Bounce Rate
Bounce rate is a term used to analyze web traffic. It’s the percentage of visitors who go to a website and then leave without clicking through to a second page.
What does Bounce Rate Mean
Disclaimer: Mixpanel does not track bounce rate
The way analytics platforms identify bounce is when a user lands on a page on a website and then leaves the site without further interaction. For example, without clicking on a link that will navigate the user to another page on the site.
When a company puts time and money into building a website, they obviously want people to visit and browse different pages. So for that reason, you might assume that a high bounce rate is bad and a low bounce rate is good. While it’s much less exact than that. Yes, a high bounce rate can negatively affect a website’s SEO score. But a low bounce rate is not necessarily a bad thing.
SEMrush looked at top factors that contribute to a website’s rise to the top of search engine results pages (SERPs), and bounce rate ranked in fourth position after direct website visits, time on site, and pages per session.
What Causes Bounce
The reason someone bounces from a site without any further interaction after their arrival is different for everyone. Think about the last time you conducted a search on Google and clicked on one of the top three or four links. Once you arrive on the site, if you don’t see what you’re looking for, you click back to your search engine results. That’s one of the main reasons for bounce. But there are others too.
When people are researching products and services, their first stop could be a review website like CNet or a local business directory like Yelp. For example, after searching for a local dog groomer, you might opt to click on a Yelp link featuring a groomer in your area. From there, you can click on a business’s URL and go directly to the groomer’s website.
If your bounce rate is high because people are finding what they’re looking for, then pat yourself on the back. Here are some common reasons for bounce that you might want to fix.
- Slow page load time. Most people abandon a website if it takes longer than three seconds to load.
- Intrusive ads and autoplay videos. Folks will bounce from your site in three to five seconds if they’re bombarded with annoying pop-ups.

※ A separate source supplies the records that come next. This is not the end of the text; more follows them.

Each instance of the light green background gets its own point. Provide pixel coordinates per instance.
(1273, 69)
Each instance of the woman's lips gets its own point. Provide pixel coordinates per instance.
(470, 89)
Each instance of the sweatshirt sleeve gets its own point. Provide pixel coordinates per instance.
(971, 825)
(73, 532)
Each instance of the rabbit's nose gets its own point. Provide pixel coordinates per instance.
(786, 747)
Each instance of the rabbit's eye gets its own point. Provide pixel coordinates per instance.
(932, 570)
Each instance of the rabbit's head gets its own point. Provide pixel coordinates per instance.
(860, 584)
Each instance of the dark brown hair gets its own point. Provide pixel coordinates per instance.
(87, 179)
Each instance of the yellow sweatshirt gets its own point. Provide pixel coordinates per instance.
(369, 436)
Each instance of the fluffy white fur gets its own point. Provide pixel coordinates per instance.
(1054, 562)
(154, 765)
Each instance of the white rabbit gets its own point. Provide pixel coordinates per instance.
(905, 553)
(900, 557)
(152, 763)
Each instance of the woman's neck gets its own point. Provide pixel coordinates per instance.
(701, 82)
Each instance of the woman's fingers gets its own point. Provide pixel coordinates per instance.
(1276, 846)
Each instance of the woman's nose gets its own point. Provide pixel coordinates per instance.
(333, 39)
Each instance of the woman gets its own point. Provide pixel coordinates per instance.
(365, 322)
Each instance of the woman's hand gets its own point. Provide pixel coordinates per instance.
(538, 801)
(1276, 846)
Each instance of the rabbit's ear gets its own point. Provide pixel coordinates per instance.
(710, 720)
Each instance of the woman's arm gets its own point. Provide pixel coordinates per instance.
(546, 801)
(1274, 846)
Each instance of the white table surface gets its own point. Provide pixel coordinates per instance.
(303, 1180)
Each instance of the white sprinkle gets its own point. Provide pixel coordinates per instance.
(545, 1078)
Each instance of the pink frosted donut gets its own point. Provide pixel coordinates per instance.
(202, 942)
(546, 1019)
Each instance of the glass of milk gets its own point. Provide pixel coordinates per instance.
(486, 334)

- When someone comes to your site for one thing but sees something different, don’t expect them to stick around. And even if your website has the information users came for, but it’s buried in the third paragraph or, even worse, the information is on a different page altogether, chances are they’ll look for another website. Slideshows are a perfect example of how some sites lure people in with the promise of delivering information but then make visitors click through several pages, which often includes ads.
- Sliders and carousels are annoying and ineffective. According to Yoast, “There’s literally not one study that we’ve found that says sliders are a good idea.”
What is a High Bounce Rate
There is no single low bounce-rate goal or high bounce rate to avoid because the percentage of bounce varies depending on business category, location, and the type of device a search originates on. But as far as averages, branding and design company, RocketFuel, looked at bounce rates from a sample of about 60 randomly-selected websites over the course of a year and found that “most websites will see bounce rates fall somewhere between 26% and 70%.”
Some types of bounces aren’t bad at all. For example, if a user lands on a website and then gets distracted, walks away, or for whatever reason is inactive, their session times out, which is considered a bounce. If someone lands on your site and finds exactly what she’s looking for and quickly leaves, that’s a bounce, too. This happens a lot with news sites because folks will see a link to an article from a social media app or a news aggregator and after they read or scan the article, they may close down the browser page or return to the previous web page.